Yes, and when Jesus visited Mary and Martha, Martha was concerned about the centerpiece aspect of hospitality and Jesus felt it was more important for her to be paying attention to her guest (Him). So I got two lessons - much more important to not neglect my time with Him than worrying about the house, and true hospitality may be more than the Martha Stewart place settings as you said.

Scary as it might sound hospitality is indeed Christ' way of ministering to our souls. Heaven became real to me when a female drug abuser, covered in scabs wrapped her arms around me. While embracing with quivering lips and tear filled eyes she said, "thank you for making me feel human again". As a nursing student I had come to help clean her physical wounds and God saw it fit to heal her spiritual ones instead. You might be tempted to think I ministered to her soul, but it was she who ministered to mine. I tell you, even if there weren't any heaven experiences like these make this life worth living.

Thanks for such thought provoking article, Kelli.

Several times over my Christian walk I've ended up in a new church in a new town. The early days following a move can be difficult, lonely and stressful, and the unexpected and unplanned invitation from a stranger at church to 'come over to my place for lunch' - a lunch that will be any old thing in a house which hasn't been tidied in preparation for a guest - has been a huge source of comfort and support. The measure of our Christian hospitality is not how we treat our friends, but how we treat strangers; not the plans we make but what we are willing to do when it means disrupting our plans.
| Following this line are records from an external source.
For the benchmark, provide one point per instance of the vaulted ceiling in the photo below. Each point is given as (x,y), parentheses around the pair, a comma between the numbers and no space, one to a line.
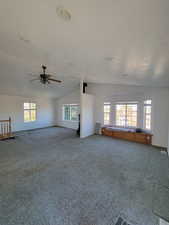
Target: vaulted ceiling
(110,41)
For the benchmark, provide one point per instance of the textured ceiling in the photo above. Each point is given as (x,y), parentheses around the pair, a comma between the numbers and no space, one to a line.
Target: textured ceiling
(111,41)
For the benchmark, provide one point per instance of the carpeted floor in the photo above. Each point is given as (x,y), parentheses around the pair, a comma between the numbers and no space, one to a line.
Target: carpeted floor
(51,177)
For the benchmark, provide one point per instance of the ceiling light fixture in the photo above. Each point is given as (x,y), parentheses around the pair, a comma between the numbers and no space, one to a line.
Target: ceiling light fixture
(63,13)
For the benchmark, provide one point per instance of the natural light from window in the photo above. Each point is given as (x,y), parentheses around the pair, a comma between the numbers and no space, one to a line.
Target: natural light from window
(147,114)
(29,112)
(107,113)
(126,114)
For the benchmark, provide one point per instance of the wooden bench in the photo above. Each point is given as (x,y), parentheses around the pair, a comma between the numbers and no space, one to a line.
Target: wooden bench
(140,137)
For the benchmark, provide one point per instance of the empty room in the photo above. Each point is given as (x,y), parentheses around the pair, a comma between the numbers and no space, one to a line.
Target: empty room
(84,112)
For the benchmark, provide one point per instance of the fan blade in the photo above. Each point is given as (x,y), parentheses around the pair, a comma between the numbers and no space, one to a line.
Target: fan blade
(34,80)
(58,81)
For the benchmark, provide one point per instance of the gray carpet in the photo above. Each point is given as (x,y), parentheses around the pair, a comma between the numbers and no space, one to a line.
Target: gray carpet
(51,177)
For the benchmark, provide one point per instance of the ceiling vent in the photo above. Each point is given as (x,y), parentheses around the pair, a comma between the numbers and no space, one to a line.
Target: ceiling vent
(63,13)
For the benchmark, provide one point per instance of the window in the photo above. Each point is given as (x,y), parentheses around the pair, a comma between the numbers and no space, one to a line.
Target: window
(107,113)
(126,114)
(147,114)
(70,112)
(29,112)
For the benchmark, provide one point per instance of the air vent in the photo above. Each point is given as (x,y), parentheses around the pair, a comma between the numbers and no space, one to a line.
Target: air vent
(63,13)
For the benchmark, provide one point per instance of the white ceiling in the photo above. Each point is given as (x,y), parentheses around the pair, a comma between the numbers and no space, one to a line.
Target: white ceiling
(110,41)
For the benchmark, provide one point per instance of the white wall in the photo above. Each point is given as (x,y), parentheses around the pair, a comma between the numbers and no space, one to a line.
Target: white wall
(87,115)
(13,106)
(114,93)
(72,98)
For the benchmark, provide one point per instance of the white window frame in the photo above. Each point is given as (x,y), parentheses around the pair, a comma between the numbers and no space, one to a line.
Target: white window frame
(30,109)
(145,114)
(63,112)
(126,103)
(106,104)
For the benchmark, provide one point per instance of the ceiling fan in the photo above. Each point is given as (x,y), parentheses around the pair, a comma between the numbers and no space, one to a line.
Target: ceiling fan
(46,78)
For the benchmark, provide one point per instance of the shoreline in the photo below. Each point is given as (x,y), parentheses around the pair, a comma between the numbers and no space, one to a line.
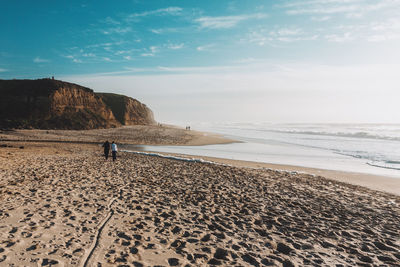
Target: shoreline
(132,135)
(65,204)
(382,183)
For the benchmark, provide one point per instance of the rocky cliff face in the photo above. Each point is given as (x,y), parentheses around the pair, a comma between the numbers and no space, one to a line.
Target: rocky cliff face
(53,104)
(128,111)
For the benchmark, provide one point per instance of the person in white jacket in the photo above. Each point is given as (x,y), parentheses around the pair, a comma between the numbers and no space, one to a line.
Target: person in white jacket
(114,150)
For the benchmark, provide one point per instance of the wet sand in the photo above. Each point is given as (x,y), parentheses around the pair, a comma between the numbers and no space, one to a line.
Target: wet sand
(64,205)
(137,134)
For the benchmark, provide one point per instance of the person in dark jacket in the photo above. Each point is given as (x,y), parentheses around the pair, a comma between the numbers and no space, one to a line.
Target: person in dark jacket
(114,150)
(106,146)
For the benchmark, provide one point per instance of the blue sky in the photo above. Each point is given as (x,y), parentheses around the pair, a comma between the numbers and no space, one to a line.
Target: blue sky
(196,56)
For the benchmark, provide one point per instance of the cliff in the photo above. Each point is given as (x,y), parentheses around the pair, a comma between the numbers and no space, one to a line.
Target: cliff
(53,104)
(128,111)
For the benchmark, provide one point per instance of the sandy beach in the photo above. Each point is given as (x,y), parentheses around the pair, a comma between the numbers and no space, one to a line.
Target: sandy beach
(136,134)
(64,205)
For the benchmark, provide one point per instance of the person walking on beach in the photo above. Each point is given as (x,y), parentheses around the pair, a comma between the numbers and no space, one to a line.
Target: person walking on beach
(114,150)
(106,146)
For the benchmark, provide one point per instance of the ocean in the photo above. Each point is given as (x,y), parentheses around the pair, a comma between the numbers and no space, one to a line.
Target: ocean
(362,148)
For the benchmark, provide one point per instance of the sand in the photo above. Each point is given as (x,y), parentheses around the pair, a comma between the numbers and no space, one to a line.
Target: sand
(64,205)
(375,182)
(137,134)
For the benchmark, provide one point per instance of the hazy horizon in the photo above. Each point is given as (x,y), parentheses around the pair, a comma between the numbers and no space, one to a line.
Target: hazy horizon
(303,61)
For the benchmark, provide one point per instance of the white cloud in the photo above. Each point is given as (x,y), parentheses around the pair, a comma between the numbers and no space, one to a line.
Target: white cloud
(150,52)
(40,60)
(88,55)
(264,36)
(119,30)
(340,38)
(205,47)
(111,21)
(320,19)
(173,11)
(224,22)
(317,93)
(176,46)
(351,8)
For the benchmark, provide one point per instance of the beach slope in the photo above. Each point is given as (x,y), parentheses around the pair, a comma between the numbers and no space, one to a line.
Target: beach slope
(64,204)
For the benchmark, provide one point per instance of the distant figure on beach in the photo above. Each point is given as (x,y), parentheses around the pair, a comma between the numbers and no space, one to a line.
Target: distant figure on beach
(114,150)
(106,146)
Hospitality started with Abraham, Christians being cut off from their Hebrew roots willingly remain ignorant of what it all means...

There is a fabulous book-maybe out of print-by Karen Mains called "Open Heart Open Home". I read this book 25 years ago and it forever changed our view. We lived in a little garden apartment struggling on 450/week salary-but we invited friends, missionaries, and anyone else we could. Hospitality is all about one thing and one thing only-sharing yourselve at the place where you can share your life most visible-food, home, children, family. No matter how poor you are, you can share a meal. Jesus modeled meal sharing at every turn of his ministry.

I just found your post through Boundless. How funny that I just wrote a blog about hospitality a couple days after you did. You're post takes me so much deeper to the heart of the matter. Thank you.



I livein Sydney Australia and my bible study group will be starting a book on Hospitality next week, I am very much lookng forward to it

Main's book was a paradigm-changer for me 30 years ago. Also, more like 40 years ago, a gem by Edith Schaffer called Hidden Art.

Philoxenia: brotherly love to a stranger. That's it: biblical hospitality in a nutshell. Kelli makes several marvelous points.

No, hospitality is not about recipes and table decor, anymore than it is a task of women and not of men. (Notice Paul's qualifications for church leaders always put "hospitable" high on the list). Still, I somehow doubt we can take it out of the kitchen, or that Jesus' point to Martha was that she should forget all about the meal prep. They did need to eat. Table-fellowship is key to community--the celebration of God's good gifts of sustenance, time to talk, creation's beauty in color and flavor.

Martha needed to get her center, her focus, settled. Jesus, the reason, and the guide, enabler and provider of life. The work of preparation as privileged service. Kelli is so right. "Hospitality is about our spiritual posture." Not about showpiecing the stuff. Stuff is a tool, beneficial only to the extent that it is appropriately employed.

I'm rambling. Jesus' parables are loaded with images of welcome, of banquets and parties, of picking guys out of ditches, and not giving up until the last little lamb is under shelter. Hospitality is how the Kingdom is built.

Blessings on you, Kelli!

I just experienced another form of hospitality this week. My family moved from a duplex into a house, and my small group provided meals for us as we organized and adjusted to our new home. They understood it was a crazy and busy week and came to us rather than expecting us to come to them. So, hospitality may also be extended to how you treat and help people outside your home as well. How blessed I was this week!